College students should receive stimulus checks too

Adult dependents, including many students, are excluded from receiving direct cash aid. SPECIAL TO THE ORACLE

During the coronavirus (COVID-19) pandemic, Americans should be able to find comfort in the knowledge that their government is working to return their country to normalcy. On March 27, President Donald Trump signed into law a $2 trillion stimulus package to help stop the bleeding of the American economy.  

Whether or not you agree that the president’s actions have been satisfactory, this stimulus package will undeniably bring some relief to American citizens. That is, if you’re not a college student.

The stimulus package provides $300 billion that will be sent to Americans in the form of a check for $1,200.

Many college students, however, are filed as dependents under their parents during tax season, since college students theoretically rely on their parents for support. If your parents claim you as a dependent or they pay for at least half of your expenses and you’re under the age of 24, you will not qualify for a stimulus check. This is a bad deal for students.

Yes, some college students are supported financially by their parents, but most are working hard to put themselves through college. A 2018 report from Georgetown University found that 70 percent of full-time college students are working to put themselves through college and that low-income students are more likely to work full time than higher-income students. 

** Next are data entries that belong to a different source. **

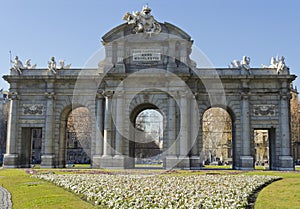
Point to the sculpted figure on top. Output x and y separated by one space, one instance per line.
243 64
17 65
277 63
144 22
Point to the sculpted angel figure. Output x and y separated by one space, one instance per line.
17 65
243 64
277 63
143 21
28 65
52 65
246 62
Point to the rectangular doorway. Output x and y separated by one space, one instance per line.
264 141
31 145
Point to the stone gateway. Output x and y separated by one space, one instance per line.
148 65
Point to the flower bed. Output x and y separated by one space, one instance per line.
162 191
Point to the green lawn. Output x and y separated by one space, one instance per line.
32 193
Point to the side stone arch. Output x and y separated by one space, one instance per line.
233 117
62 115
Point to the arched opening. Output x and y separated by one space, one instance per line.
78 137
217 149
147 147
263 139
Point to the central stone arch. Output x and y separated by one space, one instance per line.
148 66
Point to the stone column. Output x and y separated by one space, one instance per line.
285 159
246 160
107 141
119 158
194 130
171 158
48 156
11 157
99 130
119 124
184 131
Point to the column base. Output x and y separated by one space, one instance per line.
195 162
47 161
286 163
246 163
10 161
96 161
115 162
183 162
171 162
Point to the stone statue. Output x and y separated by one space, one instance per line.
243 64
52 65
144 22
17 65
28 65
277 63
63 66
281 65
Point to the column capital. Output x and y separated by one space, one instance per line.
13 95
108 94
49 95
285 96
119 93
244 96
99 94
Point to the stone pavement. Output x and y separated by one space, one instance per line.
5 199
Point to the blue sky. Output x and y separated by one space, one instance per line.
223 30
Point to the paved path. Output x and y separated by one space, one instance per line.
5 199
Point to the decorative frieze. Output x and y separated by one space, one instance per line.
264 110
33 109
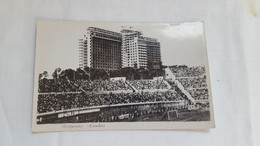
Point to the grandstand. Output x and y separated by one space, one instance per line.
117 99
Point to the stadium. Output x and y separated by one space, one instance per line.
175 93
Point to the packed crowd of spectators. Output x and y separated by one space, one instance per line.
197 82
56 102
50 85
193 80
103 85
180 71
199 94
148 84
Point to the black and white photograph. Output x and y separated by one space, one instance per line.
121 76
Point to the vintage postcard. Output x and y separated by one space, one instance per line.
121 76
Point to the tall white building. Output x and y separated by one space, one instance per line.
100 49
139 51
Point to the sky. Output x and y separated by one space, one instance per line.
57 42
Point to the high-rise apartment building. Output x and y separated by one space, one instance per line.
100 49
139 51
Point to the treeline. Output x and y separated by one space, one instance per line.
94 74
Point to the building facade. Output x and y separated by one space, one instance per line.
100 49
139 51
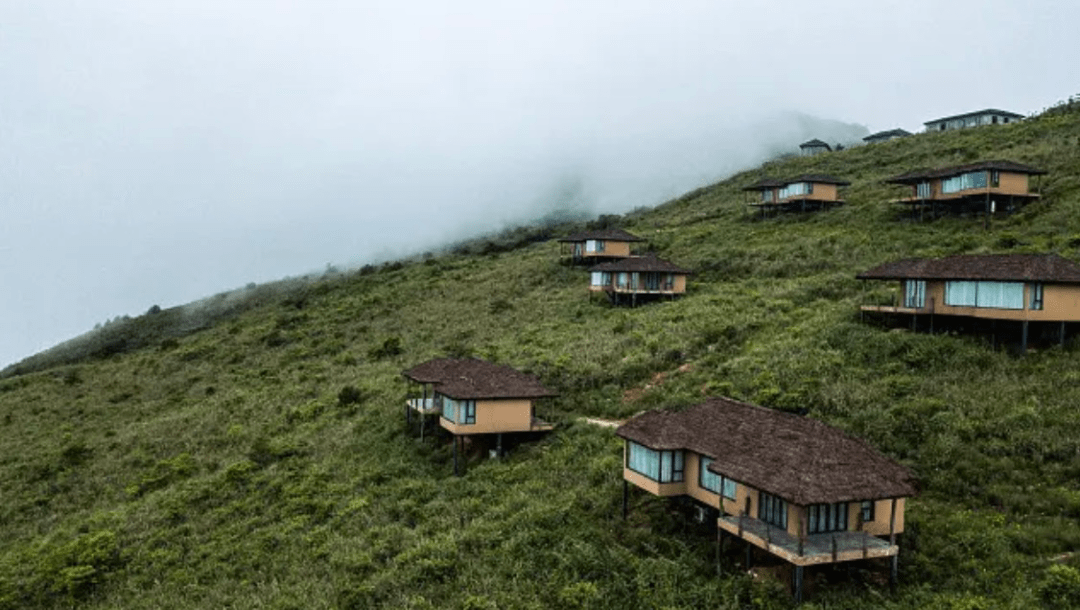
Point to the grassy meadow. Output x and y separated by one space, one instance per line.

Due to COVID-19, many of these students are now jobless, and others do not have parents who are able or willing to help, despite their dependent tax status.

College-age students have long experienced real financial hardships, even before COVID-19 jeopardized our economy. A national survey of nearly 86,000 students conducted in 2019 by The Hope Center, a research group focused on college students’ needs, reported that 45 percent of college students experienced food insecurity meaning that they were not able to provide themselves with nutritionally adequate and safe food. 

The same study also reported that 56 percent of college students were not able to secure an adequate housing situation in 2018 and were either homeless or housing insecure.

Thankfully, student debt and interest payments have been frozen until Sept. 30, but what does this mean for students out of a job who are still expected to pay bills like rent and car insurance?

There is no reason college students should be left out of the stimulus relief. Congress should appropriate additional money to send checks to adult dependents like college students.

Nicholas Cousineau is a junior majoring in broadcast journalism.